¿Es posible pensar y comportarse como si el virus no existiera? Sí, algunos pocos lo hacen
¿Es posible sobrevivir dándole la espalda? No se sabe.
¿Quién decide sobre la vida y la muerte? Para los creyentes, Dios y nuestra voluntad de auto cuidarnos. Para quienes no lo son posiblemente decidan otros factores, como las leyes del mercado o la escasez de ventiladores o la suerte, o unos cuantos en el mundo, que se sienten los dueños de la vida y de la muerte. Como si ellos creyeran sobrevivir de espaldas al virus.
El análisis se complica porque lo dramático, lo inverosímil, las más rebuscadas conspiraciones y hasta lo apocalíptico, tienen destellos de verdad mezclados con la imaginación, la ignorancia y el desconcierto generalizado.
Es fácil vivir como si nunca fuéramos a morir y a eso sí que estamos acostumbrados en nuestra cultura, a darle la espalda a la muerte.
Además, los líderes del mundo entero se ven tan falibles y desconcertados como nosotros, en cuando a la cura de la pandemia. La ignoran, al igual que el resto de los mortales.
En medio de la confusión se hacen aún más visibles otras ambiciones habitualmente camufladas.
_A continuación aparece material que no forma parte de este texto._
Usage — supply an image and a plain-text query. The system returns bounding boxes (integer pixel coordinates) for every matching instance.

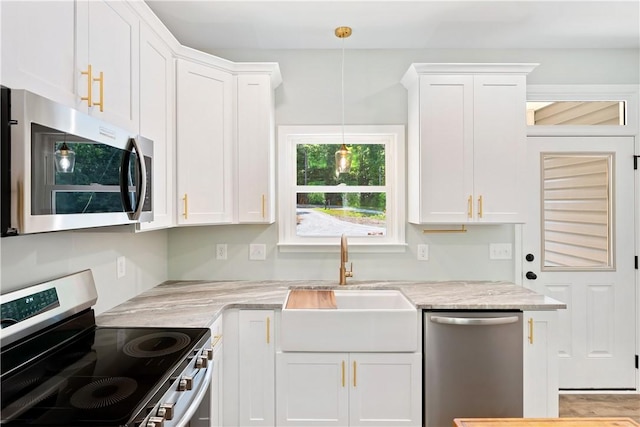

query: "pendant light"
[335,27,351,176]
[55,134,76,173]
Quién manda más, quién sale más en medios de comunicación, quién defiende los intereses de los poderosos para asegurarse un futuro. Aparecen en el escenario viejos lobos disfrazados con piel de oveja, para hacernos creer que defienden los intereses de la salud.
Hay quienes aprovechan el sufrimiento de la Humanidad para prender la revolución o para organizarla desde afuera y no faltan los que van montando sus campañas políticas, mientras otros roban de manera descarada. Muy convencidos de que la pandemia no tiene nada que ver con ellos.
Los análisis apresurados y los intereses creados vienen expandiendo un falso dilema que la opinión pública está al borde de comprar: hay que escoger entre el coronavirus y la economía.
En crudas palabras, si queremos salvar la economía es preciso correr el riesgo de un rebrote de contagios masivos, y si se busca preservar la vida de los ciudadanos habrá que mantenerlos encerrados, con todas las consecuencias.
Y si no se llega a esos extremos, la desesperación por la falta de alimentos encenderá una revolución social de proporciones incalculables. Ya algunos países europeos dejaron de expulsar a los inmigrantes cuya presencia hasta hace muy pocas horas consideraban funesta. De repente les encontraron una utilidad inhumana: serán los candidatos a llenar las vacantes riesgosas.
Hasta hace unas horas los xenófobos les gritaban a los inmigrantes “¡fuera, a morir a sus patrias!”. Ya se cambió, literalmente de la noche a la mañana, por un “tolerante” llamado a quedarse y esperar el contagio.
Pero, la más grande de las amenazas es la pandemia de la corrupción, que roba o despilfarra unos recursos que siempre serán escasos. Esto resulta intolerable para los ciudadanos desempleados y hambrientos. Ese es el verdadero caldo de cultivo para una revolución.
Con semejante gravedad de los problemas y confusión de las soluciones es insensato, que unos pocos, busquen mezclarle a los ataques del virus una politiquería que es repudiable inclusive en tiempos normales.